Listowel by Manchán Magan

I have been waiting for this, my first ever Listowel Writers Week, for a decade and a half. When I first determined that I wanted to be a writer in 1996 it was visions of book spines emblazoned with my name, kind-hearted readers, and summers spent reading at the likes of Listowel that bewitched me. I was living in a hovel in the Himalayas at the time, up on the border of India, Tibet and Nepal, and decided to come home, build myself another hovel in Westmeath, out of bales of straw, daubed with lime plaster, and begin to write. It took years of false starts and wrong turns, of poverty and frustration, in the draughty, crumbling straw house before I finally taught myself to write reasonable prose. All the usual vain-glorious fantasies of the wannabe author fuelled me during those years, and high on the list was the dream of impassioned conversations with fellow authors and perspicacious readers at distinguished literary festivals. The delusion was so intense that it kept me powering on despite sheaves of rejection letters until finally, in 2006, Brandon published my first book, Angels and Rabies.

Since then, I’ve been going to festivals around the country, and picking up various myths and rumours about Writers Week in Listowel – the intensity, the bacchanalia, the claustrophobia and even the odd startling moment of epiphany.

What concerns me most now is how travel writers will be regarded there among the elite of the more esteemed literary genres there. Travel writing has never had much status in the hierarchy of literature, being a mongrel mix of memoir, history, anthropology, geography and adventure story. Colin Thubron admitted that ‘travel writing is relegated to something people do in the gap between adolescence and maturity.’ Theroux, too, recalls that before turning to travel writing he found the genre ‘a bore’, written and read by ‘bores’.

At least, we travel writers are held in higher esteem than the other group with which I identify myself, travel journalists. Within journalism, we are regarded as little higher than the tabloids’ 3am girls – tourists with typewriters, talentless freeloaders. We are ‘journalism’s tiramisu’ – fluffy, soaked in booze and of little sustenance. I’ll be giving a three-day workshop on travel writing during the week, and  I wonder will the participants be more interested in travel literature or travel journalism? It’s disconcerting how much towards the journalism side of the spectrum I’ve shifted in recent years – from truffle pig of travel to porcine concubine to the PR industry.

The prejudice against travel writing is partly the fault of the writers themselves.  The work can too often appear jingoistic, patronising and superficial. While Paul Theroux, Colin Thubron, Jonathan Raban and the rest of the travel writing pantheon of the 1970s and 80s made great progress in developing the genre, it has since slipped back, mostly due to gimmicky accounts of fatuous journeys carrying fridges, etc. Serious travel writing in print (as opposed to the excellent work found in some blogs) is mostly confined to the realm of grand septuagenarians who, while having done pioneering work 4 decades ago, now do little more than genteel laps of honour in which they reaffirm their cold-war prejudices.

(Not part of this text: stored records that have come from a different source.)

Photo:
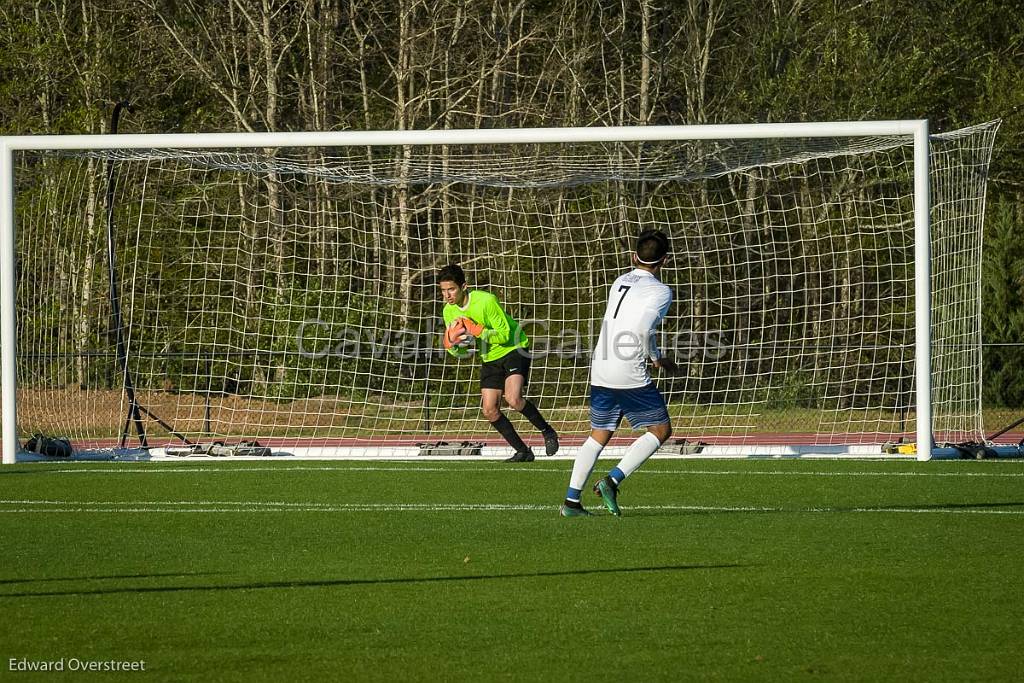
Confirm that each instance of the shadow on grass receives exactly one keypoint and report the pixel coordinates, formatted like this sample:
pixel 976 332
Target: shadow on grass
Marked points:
pixel 44 580
pixel 328 583
pixel 894 507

I hope to have a chance to tease out these issues at the ‘Wanderlust’ travel writing forum on Fri, 1st June with Mary Russell and Brendan Harding. We may get a chance to see whether travelers really are better yarn spinners than other writers, whether the open road hones one’s inner seanchaí. I maintain that any group of vagabonds around an open fire or gathered in some seedy flophouse will invariably start telling tales, and unless you can hold your own, you’re soon eclipsed. We’ve all started out being the quiet dull one sitting on our bunk alone, and worked our way up through the ranks, so that we can hold a room or even a campsite of weary wanderers under our spell; keeping them with us even as they pick away at their blisters, mend their rucksacks and slurp noodles from battered pots. It makes facing a festival audience  somewhat easier.

This trip to Listowel will be significant to me as I have only recently began working on my second novel. I am hoping it will be invigorating to be in the presence of so many committed writers and readers. Patrick deWitt’s  The Sisters Brothers has had the most searing effect on me of any novel in many years, and being able to hear him read will be a particular thrill. In fact, it is his book that has made me return to novel writing again. His particular brand of quirky genius has condemned me to 2 years of struggles at my desk – a fact for which I both love him and loath him.

Overall, I’m hoping Listowel will be a return to the well; a reminder of what I set out to do back in 1996, of why I suffered those 7 years of penury in my nasty little house learning how to write.